1.  « Sur les Ailes du Temps » de  Mgr  Aristide Gonsallo : présentation de  Stephens AKPLOGAN, Ecrivain

A l’occasion de son cinquième anniversaire d’ordination épiscopale, Mgr Aristide GONSALLO a procédé au lancement, ce 18 décembre 2020, de son troisième ouvrage: « Sur les ailes du temps » , recueil de 52 poèmes présenté par Stephens AKPLOGAN. L’œuvre est parue aux Editions Plurielles et s’étend sur 91 pages.

20 cm sur 12, une centaine de pages et 350 grammes environ. Voici le livre qui nous réunit ici. Cependant, il vaut 52 kilogrammes de méditation. 52 occasions d’esseulement, de contemplation. 52 instants d’accaparement de la lumière. Car, Celui qui médite vit dans l’obscurité ; celui qui ne médite pas vit dans l’aveuglement. Nous n’avons que le choix du noir, dit Victor Hugo avec pessimisme.

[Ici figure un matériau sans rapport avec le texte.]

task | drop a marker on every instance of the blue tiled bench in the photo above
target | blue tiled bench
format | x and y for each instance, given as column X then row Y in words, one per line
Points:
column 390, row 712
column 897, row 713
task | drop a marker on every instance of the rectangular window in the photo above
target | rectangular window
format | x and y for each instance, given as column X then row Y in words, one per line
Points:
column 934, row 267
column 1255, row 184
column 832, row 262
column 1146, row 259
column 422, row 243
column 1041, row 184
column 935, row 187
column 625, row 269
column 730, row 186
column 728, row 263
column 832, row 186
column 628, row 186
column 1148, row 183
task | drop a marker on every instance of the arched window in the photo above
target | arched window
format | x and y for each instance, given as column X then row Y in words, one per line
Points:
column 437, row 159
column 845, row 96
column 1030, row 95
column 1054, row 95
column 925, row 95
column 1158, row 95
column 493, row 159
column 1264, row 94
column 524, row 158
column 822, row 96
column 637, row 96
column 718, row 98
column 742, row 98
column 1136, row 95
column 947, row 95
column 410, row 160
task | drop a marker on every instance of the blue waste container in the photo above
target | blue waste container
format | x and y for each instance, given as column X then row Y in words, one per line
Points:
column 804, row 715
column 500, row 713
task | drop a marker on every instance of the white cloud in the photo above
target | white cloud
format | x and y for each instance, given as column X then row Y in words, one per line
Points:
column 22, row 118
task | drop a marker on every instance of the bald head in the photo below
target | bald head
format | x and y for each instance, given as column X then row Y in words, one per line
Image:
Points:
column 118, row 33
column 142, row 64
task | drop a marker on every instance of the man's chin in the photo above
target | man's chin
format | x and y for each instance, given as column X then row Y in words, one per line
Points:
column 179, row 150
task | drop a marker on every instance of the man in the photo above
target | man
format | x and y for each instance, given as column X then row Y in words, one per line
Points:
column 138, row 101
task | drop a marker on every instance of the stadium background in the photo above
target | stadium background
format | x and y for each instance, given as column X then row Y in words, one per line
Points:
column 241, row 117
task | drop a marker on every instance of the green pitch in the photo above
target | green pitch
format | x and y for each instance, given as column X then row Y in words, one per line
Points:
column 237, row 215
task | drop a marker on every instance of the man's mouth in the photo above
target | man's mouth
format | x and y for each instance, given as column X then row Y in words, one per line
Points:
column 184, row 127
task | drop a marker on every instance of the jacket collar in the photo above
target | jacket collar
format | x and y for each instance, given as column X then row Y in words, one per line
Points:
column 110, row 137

Cependant, il n’a pas tort d’indexer l’aveuglement de celui qui ne médite pas. Celui qui médite, lui perçoit sur le fond noir qui borde son voyage dans l’entre-soi cette fine voix de l’esprit qui renseigne, explique, instruit.  C’est d’un exercice spirituel qu’il est question derrière toute création poétique. Et Nimrod, lauréat du Prix Apollinaire 2020, l’équivalent du Goncourt de la Poésie l’affirme autrement : Le poète contemple le ciel depuis la terre, puis le recompose en se délectant.

Nous célébrons dans cet opuscule, l’immersion de l’auteur Aristide Gonsallo dans cet entremêlement ordinairement multiple d’ombres épaisses, de silhouettes désargentées et d’éclats de lumière au bout desquels on conquiert la vie sur les décombres du tragique ou crée le beau avec des fragments du laid. Les différents poèmes sont des célébrations de la vie ou des adresses au respect de la vie. La proportion de sens dans cette musicalité mouvante assumée de mots renseigne sur le profil du poète.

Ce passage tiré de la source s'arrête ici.